New trends in eHumanities - comparison of methods

Andrea Scharnhorst, DANS&eHg- KNAW and Shenghui Wang and Rob Koopman, OCLC (Leiden office)

DATE

February 11, 2016. 15.00-17.00 hrs. at the eHumanities group

Comparison of methods – an unloved duty? Examples from an ongoing bibliometric study.

Award in scientific knowledge production is given primarily to new methods, new results, in short to innovation. The increasing pace of science seems to put activities as reviewing, comparing and reproducing into disfavour. Ironically, this stands in some contradiction to the call for re-use of data. This presentation gives an overview about a discussion on comparison of methods and results conducted by a group working together on the topic “Same data, different results?”.

The knowledge domain this group operates in is scientometrics. The methods to be compared are approaches, and their computational implementation to cluster scientific literature and to identify scientific topics.

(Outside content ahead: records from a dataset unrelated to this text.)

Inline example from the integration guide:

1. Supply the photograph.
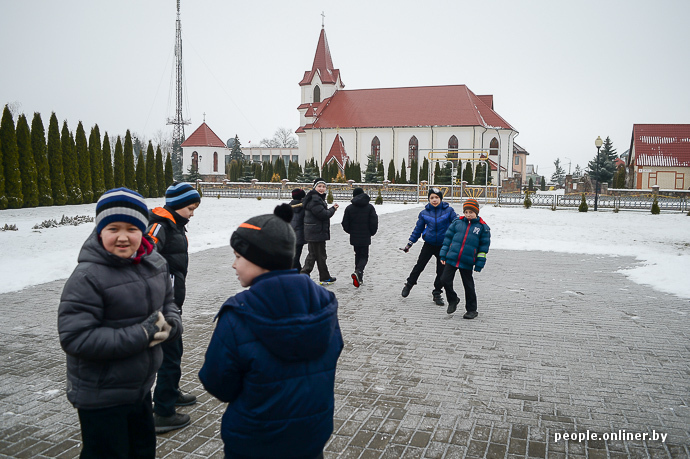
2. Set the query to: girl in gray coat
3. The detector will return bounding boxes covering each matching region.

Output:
[58,188,182,458]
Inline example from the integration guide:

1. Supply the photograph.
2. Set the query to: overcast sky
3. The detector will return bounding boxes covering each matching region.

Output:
[0,0,690,176]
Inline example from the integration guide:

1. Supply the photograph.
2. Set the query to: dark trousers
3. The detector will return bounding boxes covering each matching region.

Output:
[441,263,477,311]
[354,245,369,272]
[153,337,183,416]
[407,242,443,293]
[301,241,331,282]
[292,244,304,271]
[77,392,156,459]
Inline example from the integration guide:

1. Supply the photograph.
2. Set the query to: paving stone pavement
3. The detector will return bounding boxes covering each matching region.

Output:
[0,206,690,458]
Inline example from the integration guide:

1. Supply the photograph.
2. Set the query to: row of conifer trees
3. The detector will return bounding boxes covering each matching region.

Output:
[0,105,173,210]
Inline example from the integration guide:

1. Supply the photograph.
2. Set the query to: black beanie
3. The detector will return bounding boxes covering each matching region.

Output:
[230,204,295,271]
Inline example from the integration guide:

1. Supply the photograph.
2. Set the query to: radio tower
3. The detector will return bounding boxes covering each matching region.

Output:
[167,0,190,180]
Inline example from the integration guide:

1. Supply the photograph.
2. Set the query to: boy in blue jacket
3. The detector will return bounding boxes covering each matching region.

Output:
[199,204,343,459]
[401,187,457,306]
[441,199,491,319]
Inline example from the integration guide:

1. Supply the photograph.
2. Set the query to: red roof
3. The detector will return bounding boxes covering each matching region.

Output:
[303,85,513,129]
[299,28,345,86]
[182,122,225,148]
[630,124,690,167]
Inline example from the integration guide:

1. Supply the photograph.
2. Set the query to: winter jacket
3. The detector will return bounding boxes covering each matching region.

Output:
[342,193,379,247]
[410,201,458,245]
[199,270,343,458]
[58,230,180,409]
[302,190,335,242]
[146,206,189,308]
[440,216,491,271]
[290,199,306,245]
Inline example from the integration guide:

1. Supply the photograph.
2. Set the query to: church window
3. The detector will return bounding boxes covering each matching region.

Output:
[371,136,381,164]
[407,136,419,164]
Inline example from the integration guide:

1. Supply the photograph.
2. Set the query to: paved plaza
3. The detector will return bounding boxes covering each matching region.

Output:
[0,207,690,458]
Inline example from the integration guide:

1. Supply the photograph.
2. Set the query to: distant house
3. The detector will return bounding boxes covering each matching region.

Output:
[626,124,690,190]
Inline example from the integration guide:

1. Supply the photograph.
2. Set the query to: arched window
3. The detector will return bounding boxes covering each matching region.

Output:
[489,137,498,155]
[371,136,381,164]
[407,136,419,165]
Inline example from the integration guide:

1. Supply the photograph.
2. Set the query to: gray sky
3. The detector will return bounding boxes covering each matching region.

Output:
[0,0,690,177]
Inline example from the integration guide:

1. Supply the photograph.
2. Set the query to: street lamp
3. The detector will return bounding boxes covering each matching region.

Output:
[594,136,604,211]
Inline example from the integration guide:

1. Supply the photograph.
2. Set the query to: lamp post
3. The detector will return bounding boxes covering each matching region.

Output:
[594,136,604,211]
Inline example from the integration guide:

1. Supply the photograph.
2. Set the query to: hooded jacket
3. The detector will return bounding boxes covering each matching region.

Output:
[410,201,458,246]
[342,193,379,247]
[439,216,491,271]
[302,190,335,242]
[199,270,343,458]
[146,206,189,308]
[58,230,180,409]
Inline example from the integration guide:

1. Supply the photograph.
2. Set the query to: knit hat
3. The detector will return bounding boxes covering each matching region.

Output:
[165,182,201,210]
[292,188,305,200]
[230,204,296,271]
[427,186,443,201]
[462,199,479,215]
[96,188,149,234]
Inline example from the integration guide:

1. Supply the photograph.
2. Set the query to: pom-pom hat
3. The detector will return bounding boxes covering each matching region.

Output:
[230,204,296,271]
[96,188,149,234]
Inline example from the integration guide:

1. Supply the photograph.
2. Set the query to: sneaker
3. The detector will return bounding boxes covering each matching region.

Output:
[433,293,446,306]
[175,392,196,406]
[153,413,191,433]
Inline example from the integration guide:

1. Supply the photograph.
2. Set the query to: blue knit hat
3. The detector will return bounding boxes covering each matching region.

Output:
[165,182,201,210]
[96,188,149,234]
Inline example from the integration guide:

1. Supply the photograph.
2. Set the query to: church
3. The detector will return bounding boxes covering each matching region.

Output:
[296,26,519,184]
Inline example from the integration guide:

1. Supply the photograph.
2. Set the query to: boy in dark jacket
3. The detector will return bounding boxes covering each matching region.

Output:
[290,188,306,271]
[58,188,182,458]
[342,188,379,287]
[199,204,343,459]
[147,183,201,433]
[441,199,491,319]
[300,177,338,285]
[402,187,457,306]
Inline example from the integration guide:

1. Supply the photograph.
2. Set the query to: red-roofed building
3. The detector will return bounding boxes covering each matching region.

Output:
[626,124,690,190]
[296,28,523,183]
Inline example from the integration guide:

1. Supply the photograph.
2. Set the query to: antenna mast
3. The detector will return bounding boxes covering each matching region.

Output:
[167,0,190,179]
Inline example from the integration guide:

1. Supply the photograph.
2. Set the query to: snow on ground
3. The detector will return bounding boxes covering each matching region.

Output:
[0,198,690,298]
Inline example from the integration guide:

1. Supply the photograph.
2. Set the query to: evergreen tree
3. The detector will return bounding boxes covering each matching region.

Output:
[135,150,149,197]
[89,124,106,201]
[31,112,53,206]
[16,114,38,207]
[156,145,166,198]
[74,121,94,204]
[103,132,115,191]
[48,112,67,206]
[113,136,125,188]
[0,105,24,209]
[146,140,158,198]
[123,129,137,190]
[60,120,82,205]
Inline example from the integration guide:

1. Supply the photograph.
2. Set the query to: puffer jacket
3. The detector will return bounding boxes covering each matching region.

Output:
[199,270,343,458]
[58,230,180,409]
[290,199,307,245]
[440,216,491,271]
[146,206,189,308]
[410,201,458,245]
[302,190,335,242]
[342,193,379,247]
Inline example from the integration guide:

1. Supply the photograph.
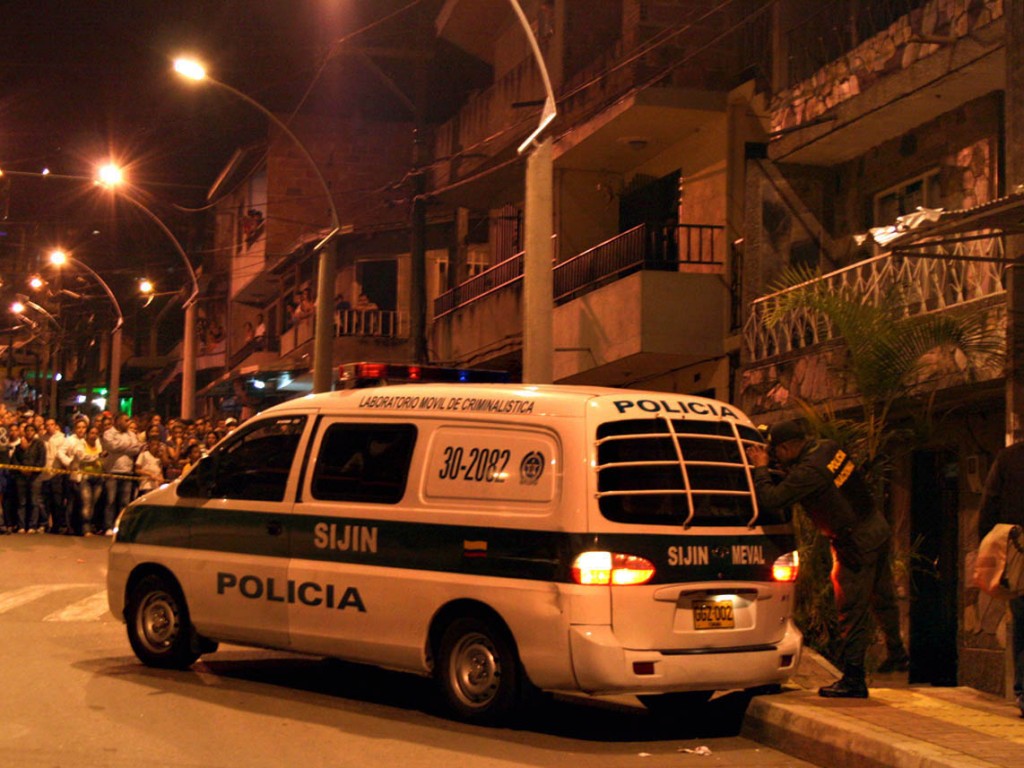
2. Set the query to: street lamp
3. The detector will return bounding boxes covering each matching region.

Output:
[50,249,125,412]
[174,58,341,392]
[96,164,199,419]
[509,0,557,384]
[10,294,62,418]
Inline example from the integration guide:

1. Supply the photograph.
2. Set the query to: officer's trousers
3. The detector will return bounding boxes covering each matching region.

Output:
[831,539,906,677]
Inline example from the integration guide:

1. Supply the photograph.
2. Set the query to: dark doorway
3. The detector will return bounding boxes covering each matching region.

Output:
[910,451,959,685]
[355,259,398,310]
[618,171,679,231]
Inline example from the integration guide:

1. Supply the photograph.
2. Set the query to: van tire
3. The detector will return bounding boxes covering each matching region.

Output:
[434,616,522,724]
[125,573,200,670]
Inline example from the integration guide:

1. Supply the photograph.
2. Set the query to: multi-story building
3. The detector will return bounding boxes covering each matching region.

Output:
[197,0,1024,691]
[737,0,1024,691]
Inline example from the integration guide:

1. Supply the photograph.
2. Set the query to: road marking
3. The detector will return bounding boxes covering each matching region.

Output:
[0,584,96,613]
[43,590,110,622]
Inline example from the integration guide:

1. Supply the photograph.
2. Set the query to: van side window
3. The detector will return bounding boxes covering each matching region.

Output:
[178,416,306,502]
[311,423,416,504]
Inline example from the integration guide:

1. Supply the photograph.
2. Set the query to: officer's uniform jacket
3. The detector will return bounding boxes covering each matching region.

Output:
[754,439,890,552]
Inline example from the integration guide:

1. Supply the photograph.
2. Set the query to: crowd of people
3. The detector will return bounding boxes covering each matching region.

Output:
[0,403,238,536]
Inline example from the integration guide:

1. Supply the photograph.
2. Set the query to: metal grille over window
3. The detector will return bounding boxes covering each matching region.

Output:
[597,418,788,527]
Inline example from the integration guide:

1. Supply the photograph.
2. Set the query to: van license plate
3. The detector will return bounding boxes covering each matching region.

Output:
[693,600,736,630]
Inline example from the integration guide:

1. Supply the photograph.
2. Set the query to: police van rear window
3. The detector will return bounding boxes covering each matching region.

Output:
[597,418,785,526]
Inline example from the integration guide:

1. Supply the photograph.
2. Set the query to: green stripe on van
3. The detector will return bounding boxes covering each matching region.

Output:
[118,504,795,584]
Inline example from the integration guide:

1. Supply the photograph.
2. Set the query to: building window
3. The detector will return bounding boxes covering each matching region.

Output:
[871,170,939,226]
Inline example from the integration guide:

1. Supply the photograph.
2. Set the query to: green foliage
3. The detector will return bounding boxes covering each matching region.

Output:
[766,267,1005,657]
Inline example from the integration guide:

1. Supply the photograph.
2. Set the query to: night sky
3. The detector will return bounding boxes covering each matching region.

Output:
[0,0,474,282]
[0,0,431,195]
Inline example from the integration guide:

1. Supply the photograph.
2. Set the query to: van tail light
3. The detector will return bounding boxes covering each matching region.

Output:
[572,552,654,586]
[771,550,800,582]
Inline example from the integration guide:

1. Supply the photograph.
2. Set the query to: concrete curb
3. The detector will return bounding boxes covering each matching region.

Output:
[741,691,992,768]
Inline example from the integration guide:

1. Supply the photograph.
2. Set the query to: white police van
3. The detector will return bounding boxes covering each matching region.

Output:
[109,384,802,722]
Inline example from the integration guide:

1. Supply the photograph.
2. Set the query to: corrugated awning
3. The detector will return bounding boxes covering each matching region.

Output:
[858,187,1024,258]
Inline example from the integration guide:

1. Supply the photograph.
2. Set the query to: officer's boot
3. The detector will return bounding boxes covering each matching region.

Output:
[818,666,867,698]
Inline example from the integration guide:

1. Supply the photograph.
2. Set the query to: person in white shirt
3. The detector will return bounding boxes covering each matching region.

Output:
[96,414,142,536]
[135,432,164,495]
[57,418,96,535]
[43,419,71,534]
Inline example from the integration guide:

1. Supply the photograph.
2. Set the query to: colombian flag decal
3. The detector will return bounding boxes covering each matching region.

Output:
[462,540,487,557]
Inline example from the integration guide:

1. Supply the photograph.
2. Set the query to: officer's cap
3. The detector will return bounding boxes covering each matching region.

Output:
[768,419,807,445]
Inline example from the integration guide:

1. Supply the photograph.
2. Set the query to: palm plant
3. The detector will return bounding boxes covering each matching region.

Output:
[767,267,1005,656]
[767,267,1005,468]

This presentation focus on ways to describe the different approaches in a way that they can be compared; and to find methods to compare the different results. In particular it focus  on two different approaches: using set based measures and using semantic (lexical) signals. On a more generic level, we ask how much we need to question pattern recognition, and how we ought to deal with the problem that different techniques might reveal different pattern leaving us with an evaluation and interpretation problem.

 

Bio’s

Andrea Scharnhorst is Head of Research at DANS and Scientific Coordinator at the eHumanities group.